Metal cutting system
The LMEXtreme metal cutting system from LaserCut Inc. (Brandford, CT; www.lasercutinc.com) features the thermo-mechanical stability of the El.En. laser resonator, which allows use in the most extreme industrial conditions. A linear motor is used for optimal speed, and the working area consists of 3030 mm x 1530 mm. The LMEXtreme also contains a motorized auto-focus digital system and a Hypertherm head with capacitive sensors for high-speed cutting.
Board trimming system
New from Control Systemation Inc. (Orlando, FL; www.controlsystemation.com), the BOARDmaster uses laser technology to separate populated circuit boards without damaging edge mount components. This product incorporates “Green” lasers, inline SMEMA-compliant conveyance, and a vision system for process shifting. There is little tool wear, a modular design, easy operation, and no component damage, inclusive of this product.

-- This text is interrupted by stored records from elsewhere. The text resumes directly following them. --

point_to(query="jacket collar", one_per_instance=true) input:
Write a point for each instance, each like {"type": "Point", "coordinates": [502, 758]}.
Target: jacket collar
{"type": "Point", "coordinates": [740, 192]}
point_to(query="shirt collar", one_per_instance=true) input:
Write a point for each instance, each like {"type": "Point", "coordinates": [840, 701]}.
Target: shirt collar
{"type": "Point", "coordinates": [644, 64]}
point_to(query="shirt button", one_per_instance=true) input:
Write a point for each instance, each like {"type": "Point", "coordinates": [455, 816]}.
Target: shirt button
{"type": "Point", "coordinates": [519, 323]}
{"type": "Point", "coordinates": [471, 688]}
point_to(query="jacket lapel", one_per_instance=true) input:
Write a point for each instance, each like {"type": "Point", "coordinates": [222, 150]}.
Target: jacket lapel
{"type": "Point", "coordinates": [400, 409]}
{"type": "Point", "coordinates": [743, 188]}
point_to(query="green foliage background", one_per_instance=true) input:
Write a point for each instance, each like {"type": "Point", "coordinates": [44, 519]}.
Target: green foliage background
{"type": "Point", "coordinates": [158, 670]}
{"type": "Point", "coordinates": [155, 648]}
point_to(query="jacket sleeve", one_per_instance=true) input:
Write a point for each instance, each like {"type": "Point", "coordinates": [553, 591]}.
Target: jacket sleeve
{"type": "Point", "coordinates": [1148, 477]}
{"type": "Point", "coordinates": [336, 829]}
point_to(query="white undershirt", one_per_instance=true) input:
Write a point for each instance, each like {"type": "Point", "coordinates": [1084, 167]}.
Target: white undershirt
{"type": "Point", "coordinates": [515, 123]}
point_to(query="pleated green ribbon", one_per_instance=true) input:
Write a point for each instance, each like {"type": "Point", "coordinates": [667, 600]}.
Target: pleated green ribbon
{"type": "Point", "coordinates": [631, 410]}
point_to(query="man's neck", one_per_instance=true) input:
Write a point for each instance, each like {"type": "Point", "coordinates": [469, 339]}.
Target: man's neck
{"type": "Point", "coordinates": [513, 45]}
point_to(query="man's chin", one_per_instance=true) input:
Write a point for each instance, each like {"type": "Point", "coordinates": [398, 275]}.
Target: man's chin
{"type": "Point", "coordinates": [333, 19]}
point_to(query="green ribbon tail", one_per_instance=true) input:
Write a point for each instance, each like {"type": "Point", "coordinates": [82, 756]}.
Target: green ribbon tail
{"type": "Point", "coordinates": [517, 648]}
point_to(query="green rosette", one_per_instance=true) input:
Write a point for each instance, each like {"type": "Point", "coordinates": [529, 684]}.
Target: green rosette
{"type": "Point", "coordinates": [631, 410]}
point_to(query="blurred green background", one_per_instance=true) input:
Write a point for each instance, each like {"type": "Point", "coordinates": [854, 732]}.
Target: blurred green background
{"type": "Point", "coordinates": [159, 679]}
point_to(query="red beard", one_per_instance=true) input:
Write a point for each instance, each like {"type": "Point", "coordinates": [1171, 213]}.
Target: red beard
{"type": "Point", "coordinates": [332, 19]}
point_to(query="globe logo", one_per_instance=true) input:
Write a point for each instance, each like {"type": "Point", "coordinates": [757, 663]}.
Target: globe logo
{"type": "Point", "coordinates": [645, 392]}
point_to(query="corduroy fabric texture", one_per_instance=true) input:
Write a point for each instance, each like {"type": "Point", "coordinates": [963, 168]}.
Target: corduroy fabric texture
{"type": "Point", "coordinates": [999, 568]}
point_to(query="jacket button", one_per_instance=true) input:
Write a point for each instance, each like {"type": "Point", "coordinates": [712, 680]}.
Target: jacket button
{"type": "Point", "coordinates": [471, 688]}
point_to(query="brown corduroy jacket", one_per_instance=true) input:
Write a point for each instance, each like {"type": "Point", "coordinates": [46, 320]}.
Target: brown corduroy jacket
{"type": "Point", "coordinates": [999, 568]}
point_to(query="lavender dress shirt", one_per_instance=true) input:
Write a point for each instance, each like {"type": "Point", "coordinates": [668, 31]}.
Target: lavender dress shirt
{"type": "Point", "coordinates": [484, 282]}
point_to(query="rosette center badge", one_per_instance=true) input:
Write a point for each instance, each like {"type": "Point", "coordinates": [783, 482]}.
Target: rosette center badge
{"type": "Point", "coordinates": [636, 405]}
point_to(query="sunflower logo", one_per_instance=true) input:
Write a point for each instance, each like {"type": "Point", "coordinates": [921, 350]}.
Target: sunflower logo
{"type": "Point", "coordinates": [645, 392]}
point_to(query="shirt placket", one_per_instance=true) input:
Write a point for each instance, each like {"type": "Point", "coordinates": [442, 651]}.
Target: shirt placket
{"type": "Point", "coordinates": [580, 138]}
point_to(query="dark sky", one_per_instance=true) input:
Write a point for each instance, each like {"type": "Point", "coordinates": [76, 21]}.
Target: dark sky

Alfalight Inc. (Madison, WI; www.alfalight.com) introduces the Wavelength Stabilized Technology (WST) diode lasers. These lasers do no require any cooling or external components to maintain wavelength, which in turn reduces their energy consumption. The diodes are available fiber-coupled with 2.0 watts in a 6-pin uncooled package with 105µm/0.15NA fiber, or with 2.5 watts in chip-on-carrier packages. No additional components or subassemblies are required, due to the direct integration of the wavelength stabilization technology onto the semiconductor chip itself. Because the units are physically identical to their counterparts there is virtually no need for any special handling in the manufacturing process.